Saturday, August 30, 2014

Window on Eurasia: Russian Neo-Nazis Fighting for Moscow in Ukraine, Ukrainian Jewish Leader Says

Paul Goble


            Staunton, August 30 – Iosif Zisels, the head of Vaad Ukrainy, the Association of Jewish Organizations and Communities of Ukraine, says that neo-Nazi organizations from Russia” are taking an active role in the pro-Moscow forces in eastern Ukraine, a reflection of the fact that “Russia is infected with the ideas of revanchism, which is very closely connected with fascism.”


             Speaking in Kyiv, Zisels says that there has existed in Russia “for more than 20 years a developed system of various neo-Nazi fascist organizations which come to the fore during times of rising tensions such as in Russia during the mid-1990s and [more recently] in Moldova and Georgia (


            “Now,” he says, “they are operating in Ukraine.”


            The most powerful of them is Russian National Unity under Aleksandr Barkashov. They have formations and symbols that recall those of Nazi Germany.  Zisels says that he has information that Barkashov himself visited Ukraine in March and May and is currently in Donetsk. Along with him in the pro-Moscow formations is “fighting his son.”
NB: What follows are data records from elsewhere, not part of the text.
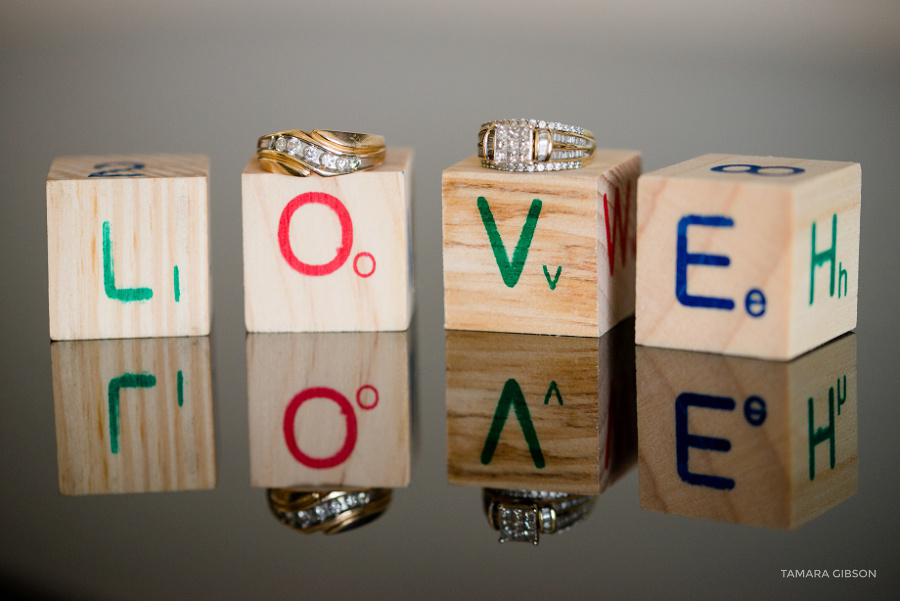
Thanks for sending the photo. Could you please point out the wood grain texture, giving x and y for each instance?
(114, 243)
(368, 287)
(154, 444)
(768, 464)
(591, 292)
(351, 368)
(579, 394)
(769, 245)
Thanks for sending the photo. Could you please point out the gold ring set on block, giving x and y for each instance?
(521, 145)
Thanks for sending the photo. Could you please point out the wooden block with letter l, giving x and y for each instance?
(748, 255)
(538, 412)
(747, 441)
(329, 409)
(540, 253)
(329, 253)
(133, 415)
(128, 246)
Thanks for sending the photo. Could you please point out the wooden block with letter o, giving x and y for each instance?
(747, 441)
(329, 253)
(128, 246)
(329, 409)
(540, 253)
(748, 255)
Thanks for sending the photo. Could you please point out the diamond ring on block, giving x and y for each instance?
(531, 145)
(325, 152)
(522, 515)
(331, 512)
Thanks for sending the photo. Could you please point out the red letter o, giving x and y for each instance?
(284, 238)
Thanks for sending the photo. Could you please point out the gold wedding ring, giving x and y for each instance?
(324, 151)
(331, 512)
(531, 145)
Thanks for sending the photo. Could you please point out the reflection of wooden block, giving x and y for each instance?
(743, 255)
(128, 246)
(747, 441)
(329, 410)
(541, 253)
(329, 253)
(133, 415)
(523, 410)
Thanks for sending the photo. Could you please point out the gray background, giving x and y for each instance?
(807, 78)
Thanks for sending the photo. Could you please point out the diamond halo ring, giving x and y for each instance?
(523, 515)
(530, 145)
(324, 152)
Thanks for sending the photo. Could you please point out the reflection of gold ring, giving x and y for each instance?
(532, 145)
(326, 152)
(522, 515)
(332, 512)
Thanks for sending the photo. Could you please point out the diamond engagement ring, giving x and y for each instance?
(331, 512)
(530, 145)
(522, 515)
(325, 152)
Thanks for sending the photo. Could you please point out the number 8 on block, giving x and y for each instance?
(747, 255)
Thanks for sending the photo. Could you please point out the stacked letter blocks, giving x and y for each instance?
(540, 253)
(128, 246)
(748, 255)
(328, 253)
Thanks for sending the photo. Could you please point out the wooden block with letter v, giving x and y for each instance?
(133, 415)
(540, 413)
(748, 255)
(329, 409)
(128, 246)
(748, 441)
(329, 253)
(540, 253)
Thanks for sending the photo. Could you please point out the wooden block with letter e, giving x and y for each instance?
(539, 412)
(748, 441)
(329, 253)
(748, 255)
(128, 246)
(540, 253)
(133, 415)
(329, 409)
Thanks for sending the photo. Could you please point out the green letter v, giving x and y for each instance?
(510, 270)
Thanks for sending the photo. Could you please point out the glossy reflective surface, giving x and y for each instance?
(793, 79)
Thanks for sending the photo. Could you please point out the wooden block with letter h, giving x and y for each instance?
(128, 246)
(329, 253)
(748, 441)
(748, 255)
(540, 253)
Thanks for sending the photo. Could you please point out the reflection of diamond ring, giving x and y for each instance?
(531, 145)
(521, 515)
(324, 151)
(332, 512)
            In addition to Barkashov’s group, the Ukrainian Jewish leader continues, other Russian fascist groups are now operating in Ukraine as well, including the Eurasian Youth Union of Aleksandr Dugin, the Other Russia of Eduard Limonov, the Black Hundred “and also individual activists” not affiliated with these groups.


The Russian neo-Nazis “do not have their own military units, but their members are included within other units,” a situation that in many ways is more ominous because it suggests that the views of such extremists are acceptable to the commanders of these entities and their Moscow backers.


Moreover, Zisels points out, “Russia in its interests is using also European neo-Nazis from various countries,” including as “observers” during the Crimean “referendum.” At that time, 33 of the 40 people Moscow brought in to support its position were “representatives of neo-Nazi organizations.”


            Since the beginning of Russia’s intervention in Ukraine, Moscow propagandists have accused Ukraine of being “neo-Nazi” or worse. But the facts on the ground as Zisels and scholars like Andreas Umland have pointed out are that the neo-Nazis are to be found on the Russian side.